I was doing AI before it was cool

In 2016 I ran an innovation lab inside Société Générale. The word “AI” was in the air, but it meant something narrower than it does today: optical character recognition, a bit of computer vision, natural language classifiers wired into a chatbot. We trained models on PyTorch and TensorFlow, argued about GPUs we could barely get budget for, and shipped things that a bank’s compliance team had never seen before.

One of those things was a chatbot we called YODA, “your own digital assistant.” It answered internal support questions that used to sit in a queue for a human. It went live years before ChatGPT taught everyone the word “prompt.” It was not magic. It was intent classification, a retrieval layer, and a lot of unglamorous work on the data behind it. It also took real load off the support teams, which is the only metric that ever mattered.

Around it we built other things that now sound quaint and were hard at the time: OCR pipelines on top of Tesseract, computer-vision experiments, even a couple of Pepper robots that we deployed to see what physical presence added. We ran predictive-maintenance projects on IoT data. Most of it worked. Some of it did not. All of it taught the same lesson.

The model was never the hard part

Every wave of AI arrives with the same story: the model is the breakthrough, and everything else is a detail. It is the reverse. The model is the easy part. It is a download, a paper, an API call. The hard part is everything around it.

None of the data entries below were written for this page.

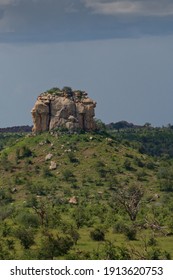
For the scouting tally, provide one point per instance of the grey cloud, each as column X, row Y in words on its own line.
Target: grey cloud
column 71, row 20
column 134, row 7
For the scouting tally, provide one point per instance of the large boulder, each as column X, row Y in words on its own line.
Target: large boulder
column 72, row 110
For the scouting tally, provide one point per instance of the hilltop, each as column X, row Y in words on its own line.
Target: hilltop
column 76, row 188
column 67, row 108
column 94, row 194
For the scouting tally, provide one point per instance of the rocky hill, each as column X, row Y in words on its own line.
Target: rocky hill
column 63, row 108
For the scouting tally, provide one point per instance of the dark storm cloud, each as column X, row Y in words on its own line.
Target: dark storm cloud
column 71, row 20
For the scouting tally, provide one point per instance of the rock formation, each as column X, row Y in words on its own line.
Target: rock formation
column 69, row 109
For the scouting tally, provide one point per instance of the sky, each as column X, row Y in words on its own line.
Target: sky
column 119, row 51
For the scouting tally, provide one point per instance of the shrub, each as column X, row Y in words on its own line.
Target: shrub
column 97, row 235
column 130, row 233
column 28, row 219
column 26, row 237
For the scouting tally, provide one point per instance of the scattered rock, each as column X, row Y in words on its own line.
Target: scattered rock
column 73, row 200
column 72, row 110
column 52, row 165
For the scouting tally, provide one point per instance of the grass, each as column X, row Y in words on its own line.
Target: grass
column 94, row 162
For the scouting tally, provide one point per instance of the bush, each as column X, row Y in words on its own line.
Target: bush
column 54, row 246
column 97, row 235
column 28, row 219
column 26, row 237
column 130, row 233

It is the data, which is dirty, and which nobody owns cleanly. It is production, where the interesting failure modes live and where “it worked in the notebook” means nothing. It is trust, because a bank will not put a black box in front of a customer, and it should not. It is the operating cost, which is real and recurring and easy to hand-wave away in a demo.

I spent those years learning to build the parts that are not the model. That is what made the difference later.

2025, same lesson, bigger model

Fast forward to Chantelle. Generative AI had arrived, the models were extraordinary, and the temptation was to treat them as the answer to every question. We did not.

We put retrieval-augmented generation into production on a boring, dependable stack: PostgreSQL with pgvector for retrieval, Gemini for generation, n8n to orchestrate the ingestion and the workflows, Valkey for caching. We spent most of our effort on document ingestion, data quality, and the integrations into Magento, because that is where the value and the risk both lived. We rolled tools out to a handful of engineers first, then to the wider team once they earned their place.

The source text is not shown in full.